This is not so much a deconstruction of the concerto genre, but a reconstruction. Raw materials are familiar, but the shuffling, layering and juxtaposition are startling. Brass fanfares, built on the opening interval of something as familiar as Taps, become surreal, and everything is discombobulated until the soloist is joined by the entire string complement of the orchestra, in unison, to affirm the doleful central melody. By this point in the performance, the audience was on board with the musicians, and the acceleration into the work's raucous finale brought us to a battlefield of joyous cacophony. Salonen threw cues into the air like Jackson Pollock working on a canvass, the orchestra responding with splashes of sonic color, while Ma rebutted with shouts, screams and squeals darting in and out of the textures. The myriad units fit together like clockwork, and the crushing chords of the work's climax, followed by Ma's last solo ascent, created the negative image of the deep netherworld of Pohjola's Daughter's opening bars. The expertise of the performance showed that even the unfamiliar communicates with visceral ease to those who trust its advocates.
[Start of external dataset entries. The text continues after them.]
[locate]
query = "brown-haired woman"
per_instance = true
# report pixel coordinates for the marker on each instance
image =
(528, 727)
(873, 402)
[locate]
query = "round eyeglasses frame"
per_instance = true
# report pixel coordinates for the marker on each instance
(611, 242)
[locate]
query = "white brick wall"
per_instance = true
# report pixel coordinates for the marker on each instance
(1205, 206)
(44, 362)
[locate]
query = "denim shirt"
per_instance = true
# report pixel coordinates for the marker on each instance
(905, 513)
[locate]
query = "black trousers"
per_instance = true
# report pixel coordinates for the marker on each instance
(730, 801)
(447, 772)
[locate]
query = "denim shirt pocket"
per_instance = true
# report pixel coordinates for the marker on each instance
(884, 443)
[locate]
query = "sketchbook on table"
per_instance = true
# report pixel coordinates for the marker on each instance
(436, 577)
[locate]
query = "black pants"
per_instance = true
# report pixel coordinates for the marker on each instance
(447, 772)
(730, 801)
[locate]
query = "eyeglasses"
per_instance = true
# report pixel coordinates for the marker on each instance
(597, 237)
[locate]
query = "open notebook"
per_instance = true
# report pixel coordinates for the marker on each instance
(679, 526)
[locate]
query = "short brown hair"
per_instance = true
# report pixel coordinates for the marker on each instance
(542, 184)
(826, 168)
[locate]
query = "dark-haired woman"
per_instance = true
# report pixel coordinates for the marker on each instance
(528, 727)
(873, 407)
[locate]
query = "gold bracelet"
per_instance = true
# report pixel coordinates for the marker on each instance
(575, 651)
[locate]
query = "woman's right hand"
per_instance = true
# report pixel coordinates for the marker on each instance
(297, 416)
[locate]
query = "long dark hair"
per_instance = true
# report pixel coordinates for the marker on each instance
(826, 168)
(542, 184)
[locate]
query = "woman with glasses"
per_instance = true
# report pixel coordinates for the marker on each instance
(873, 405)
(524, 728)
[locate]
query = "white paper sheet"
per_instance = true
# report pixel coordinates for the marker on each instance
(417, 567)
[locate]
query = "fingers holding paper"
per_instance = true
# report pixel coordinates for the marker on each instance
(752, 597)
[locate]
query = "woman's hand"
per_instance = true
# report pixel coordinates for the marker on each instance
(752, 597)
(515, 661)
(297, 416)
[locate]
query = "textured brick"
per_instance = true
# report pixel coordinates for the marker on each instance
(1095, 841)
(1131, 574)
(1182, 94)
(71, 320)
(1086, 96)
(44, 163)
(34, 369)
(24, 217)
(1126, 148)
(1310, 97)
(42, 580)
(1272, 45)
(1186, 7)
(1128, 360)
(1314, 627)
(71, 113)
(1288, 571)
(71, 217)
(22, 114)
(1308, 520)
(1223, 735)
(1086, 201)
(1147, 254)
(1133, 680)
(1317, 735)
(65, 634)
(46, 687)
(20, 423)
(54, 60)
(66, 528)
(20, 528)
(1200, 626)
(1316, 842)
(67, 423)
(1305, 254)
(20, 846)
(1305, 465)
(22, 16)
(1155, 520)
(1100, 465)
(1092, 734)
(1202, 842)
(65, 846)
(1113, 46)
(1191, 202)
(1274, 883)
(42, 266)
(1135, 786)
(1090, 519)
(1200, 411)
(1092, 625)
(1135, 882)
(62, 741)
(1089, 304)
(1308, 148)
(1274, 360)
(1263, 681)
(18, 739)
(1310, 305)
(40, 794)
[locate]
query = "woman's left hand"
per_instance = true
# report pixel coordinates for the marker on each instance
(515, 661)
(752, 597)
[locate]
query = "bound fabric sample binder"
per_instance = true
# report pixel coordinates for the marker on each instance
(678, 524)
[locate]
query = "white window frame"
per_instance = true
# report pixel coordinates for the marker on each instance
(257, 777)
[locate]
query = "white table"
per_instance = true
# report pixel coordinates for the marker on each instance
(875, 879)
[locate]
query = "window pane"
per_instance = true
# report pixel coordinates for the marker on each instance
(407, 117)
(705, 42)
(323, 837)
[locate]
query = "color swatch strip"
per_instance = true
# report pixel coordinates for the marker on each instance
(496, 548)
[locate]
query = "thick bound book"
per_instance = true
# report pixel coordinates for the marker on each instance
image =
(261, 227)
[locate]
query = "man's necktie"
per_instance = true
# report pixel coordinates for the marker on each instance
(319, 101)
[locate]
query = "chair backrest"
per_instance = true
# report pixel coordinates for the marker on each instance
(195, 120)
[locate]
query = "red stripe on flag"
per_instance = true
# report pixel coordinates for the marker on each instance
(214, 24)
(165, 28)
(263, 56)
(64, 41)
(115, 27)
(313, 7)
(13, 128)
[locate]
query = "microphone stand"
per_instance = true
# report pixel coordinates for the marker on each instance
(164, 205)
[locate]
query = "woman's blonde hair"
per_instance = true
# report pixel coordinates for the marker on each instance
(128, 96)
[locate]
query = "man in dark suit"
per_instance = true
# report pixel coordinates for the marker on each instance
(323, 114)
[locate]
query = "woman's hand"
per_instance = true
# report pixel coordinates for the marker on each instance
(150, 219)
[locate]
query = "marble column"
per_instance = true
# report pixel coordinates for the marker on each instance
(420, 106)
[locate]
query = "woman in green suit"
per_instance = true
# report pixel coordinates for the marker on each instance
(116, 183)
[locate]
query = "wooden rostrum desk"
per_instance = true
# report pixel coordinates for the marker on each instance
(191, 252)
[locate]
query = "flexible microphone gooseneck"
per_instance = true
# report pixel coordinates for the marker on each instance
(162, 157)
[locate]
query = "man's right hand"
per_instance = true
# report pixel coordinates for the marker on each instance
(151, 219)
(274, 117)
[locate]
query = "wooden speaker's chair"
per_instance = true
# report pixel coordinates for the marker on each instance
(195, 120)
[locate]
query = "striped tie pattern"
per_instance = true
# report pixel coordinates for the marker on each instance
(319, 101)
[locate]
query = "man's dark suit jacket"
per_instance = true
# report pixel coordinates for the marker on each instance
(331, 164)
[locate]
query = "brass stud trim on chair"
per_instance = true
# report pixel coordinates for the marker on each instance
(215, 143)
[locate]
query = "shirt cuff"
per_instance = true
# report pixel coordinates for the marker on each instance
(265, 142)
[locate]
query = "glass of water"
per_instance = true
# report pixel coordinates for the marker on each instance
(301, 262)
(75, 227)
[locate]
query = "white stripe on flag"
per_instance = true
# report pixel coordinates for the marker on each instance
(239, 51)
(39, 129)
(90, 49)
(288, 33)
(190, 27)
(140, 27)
If anything, the excellence and ingenuity of the trio of works preceding Francesca da Rimini made Tchaikovsky's tone poem, despite its thrilling brass passages, feel flimsy. Salonen channeled Stokowski, emphasizing the bombast of the piece, and from the orchestra, Yeh once again impressed in his clarinet solos, the brass raised hairs with enormous tone and technical panache. Tchaikovsky's "Dante Fantasy" is sonically impressive, but always feels superficial, and in this concert it was as if we had just enjoyed three perfectly executed, imaginative courses at "French Laundry", and were then taken to "Dairy Queen" for dessert. This is a minor qualm, however, and Ma, Salonen and the excellent Chicago musicians deserve the highest praise for committing to an imaginative, challenging program and leading the audience through it with technical brilliance and interpretive expertise.